Erektionsstörung – die wichtigsten Ursachen

Wenn im Bett nichts mehr geht, belastet das nicht nur den Partner, sondern vor allem Dich selbst. Zu enttäuschen wird so zu einer Last, was wiederum die Versagensangst nur steigert. Ursache für die Flaute sind nicht selten eine Erektionsstörung – und die wiederum kann ganz unterschiedliche körperliche  sowie geistige Gründe haben. Wenn das Problem jedoch ignoriert wird, kann das Endergebnis in beiden Fällen das Gleiche sein: körperliche Distanz – sowie Konflikte in der Beziehung.

Erektionsstörungen: die Ursachen auf einen Blick

Wodurch entstehen Erektionsstörungen?

Männer, erst mal muss erklärt werden, wie eine Erektion überhaupt entsteht.

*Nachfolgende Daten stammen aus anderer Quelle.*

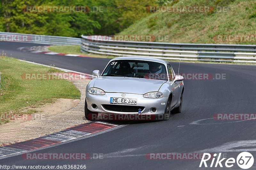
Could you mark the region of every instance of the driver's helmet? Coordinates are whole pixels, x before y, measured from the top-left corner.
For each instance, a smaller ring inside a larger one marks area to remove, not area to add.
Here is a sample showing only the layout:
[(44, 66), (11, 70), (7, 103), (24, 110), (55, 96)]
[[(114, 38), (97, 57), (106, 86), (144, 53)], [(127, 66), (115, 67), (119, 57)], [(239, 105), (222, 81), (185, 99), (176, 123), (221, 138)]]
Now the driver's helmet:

Nachdem der Mann sexuell stimuliert wird, sendet der Körper das Signal, vermehrt Blut in die Blutgefäßgeflechte im Penis einfließen zu lassen. Dies wird durch eine Entspannung in der Penismuskulatur ermöglicht, wodurch mehr Blut durch die Arterien einströmt und durch die Venen weniger abfließt. Eine Erektionsstörung ist vorhanden, wenn einer dieser Schritte gestört wird, und die Erektion entweder überhaupt nicht, oder nicht lange genug gehalten werden kann.

Wusstest Du?

Erektionsstörungen können viele Ursachen haben. Die reichen von körperlichen Ursachen wie Durchblutungsstörungen, von psychischen Ursachen wie Stress über die Nebenwirkungen von bestimmten Medikamenten bis hin zu einem ungesunden Lebensstil durch regelmäßiges Rauchen oder Alkoholkonsum.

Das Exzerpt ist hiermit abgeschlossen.